On the other hand, inside the hotel, one coyote leaps at the throat of the eminent Antillean critic Emilio Domínguez del Tamal at the exact moment he is finishing his habitual lecture with the words The peoples of our nations demand this revolutionary commitment from the writer and is awaiting the usual counter-statement from the no less celebrated South American critic Egberto Jiménez-Chicharra with questions such as what about preterition? And diachrony? And epanidiplosis? But this time the words of the Literary Sergeant are mortally tasted by the coyote’s saw-like canines, since Chicharra decides to express his scorn for del Tamal by skipping his lecture and sinking instead into his bath, which is bubbling with wonderful lemon-colored Badedás bath salts. He leaves his book of structuralist criticism on a book stand next to the tub and leaves the door to his suite open as well, open to chance, danger, and sin, said the eminent critic to himself, even though he was frankly annoyed that homosexuality was no longer a sin for anyone and merely one more practice among so many others, tolerated by all, denounced by none. He wanted homosexuality to be a sin again, that it be the vice that dares not speak its name, not an activity as neutral as brushing one’s teeth.
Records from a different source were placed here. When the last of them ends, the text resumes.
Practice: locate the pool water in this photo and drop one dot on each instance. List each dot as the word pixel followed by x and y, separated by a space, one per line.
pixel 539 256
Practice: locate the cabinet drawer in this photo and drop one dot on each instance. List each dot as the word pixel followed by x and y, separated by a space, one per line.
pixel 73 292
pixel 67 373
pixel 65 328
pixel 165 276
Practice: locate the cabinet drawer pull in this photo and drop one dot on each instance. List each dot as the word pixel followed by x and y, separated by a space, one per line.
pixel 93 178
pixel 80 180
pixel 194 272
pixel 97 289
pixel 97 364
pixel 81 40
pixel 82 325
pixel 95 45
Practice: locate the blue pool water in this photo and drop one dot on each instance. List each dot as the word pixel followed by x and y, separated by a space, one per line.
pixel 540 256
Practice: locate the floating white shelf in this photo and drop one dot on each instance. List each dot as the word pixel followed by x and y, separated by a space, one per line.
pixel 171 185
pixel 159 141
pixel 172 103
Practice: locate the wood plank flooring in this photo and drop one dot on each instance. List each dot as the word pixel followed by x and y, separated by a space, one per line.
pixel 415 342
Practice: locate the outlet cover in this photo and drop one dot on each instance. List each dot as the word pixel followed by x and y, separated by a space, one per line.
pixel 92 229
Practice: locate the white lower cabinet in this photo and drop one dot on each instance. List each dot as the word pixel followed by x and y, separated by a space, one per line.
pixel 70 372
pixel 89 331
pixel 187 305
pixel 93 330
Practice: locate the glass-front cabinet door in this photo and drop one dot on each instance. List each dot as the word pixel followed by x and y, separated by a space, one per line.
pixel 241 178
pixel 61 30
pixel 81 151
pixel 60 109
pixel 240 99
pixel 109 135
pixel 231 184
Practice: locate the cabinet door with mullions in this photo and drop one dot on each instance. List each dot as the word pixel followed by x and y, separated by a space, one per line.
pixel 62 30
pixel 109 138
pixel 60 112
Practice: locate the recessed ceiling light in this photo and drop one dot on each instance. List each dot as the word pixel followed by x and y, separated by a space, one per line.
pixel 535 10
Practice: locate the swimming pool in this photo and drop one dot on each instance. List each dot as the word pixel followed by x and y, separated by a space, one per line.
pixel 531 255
Why did the idea of sodomy as a sin excite him so much and leave the young men cold? he wondered, when through his bathroom door, like a miraculous dream, came, fleetingly and busily, a naked young man, covered in gold dust, his whisk-broom hair covered by a horrid rimless borsalino decorated with bottle caps but oooooh what a penis and what a hard little ass … The Orphan Huerta said not a word; at the same time, he dropped a hair dryer, an FM radio, and an electric mixer (all three plugged into a transformer) right into Chicharra’s bath; he died fried without responding to del Tamal: a silent critic, a thankful Angel would sigh, but the same was not to be said for Matamoros Moreno, who violently strode toward the congress, followed by his daughter Colasa, in hopes that he would have his works published by one of the participants, perhaps with a prologue by Sergeant del Tamal and perhaps with an epilogue by Jiménez-Chicharra: father and daughter hear the repeated sound of the song “Flying Down to Vigo” played on a broken phonograph, but it does not rain cotton flakes, here what is coming down is darkness, their blood freezes, and Matamoros says to Colasa:
“If I find out that this opportunity was also stolen from me by that punk Palomar, I swear, Colasa, I swear to you I’ll…”
He had no time to finish; outside, the phalanx of coyotes once again advanced toward the sea, pushing the phalanx of Vogue models toward the water’s edge; the coyotes howled and the models shrieked, and there were no more photographers to be seen.
&n
bsp; The symptoms of arsenic poisoning are convulsions and leg cramps, vomiting and diarrhea; the throat dry and closed; unbearable headache; precipitous fall in pulse rate, cessation of breathing, finally collapse of the frozen bodies (snow in Managua, ice in Macondo, refrigerators in Ciudad Bolívar, Flying Down to Vigogogo! Forever/ Forever!), and those on the Fun & Sun Toltec Tour exhibited quite a few of those symptoms. They lay there over the counters, on their backs on the tile floors, clutching a handful of straws in the Coastline Burger Boy; Professor Gingerich, overly absorbed in his theory of frontiers, had eaten nothing and walked out onto the avenue trembling with fear, abandoning the death that had been injected into plastic bottles of Log Cabin syrup: he looks at the desolation around the Tastee-Freez, the Kentucky Fried Chicken, the Denny’s, the VIPS, the Sanborn’s, the Pizza Huts, all overwhelmingly silent while their neon signs finally fall dark and the howls of the coyotes are followed by their almost human laughter, a cross between the laugh of a hyena and an old man, the laughter of clowns and witches.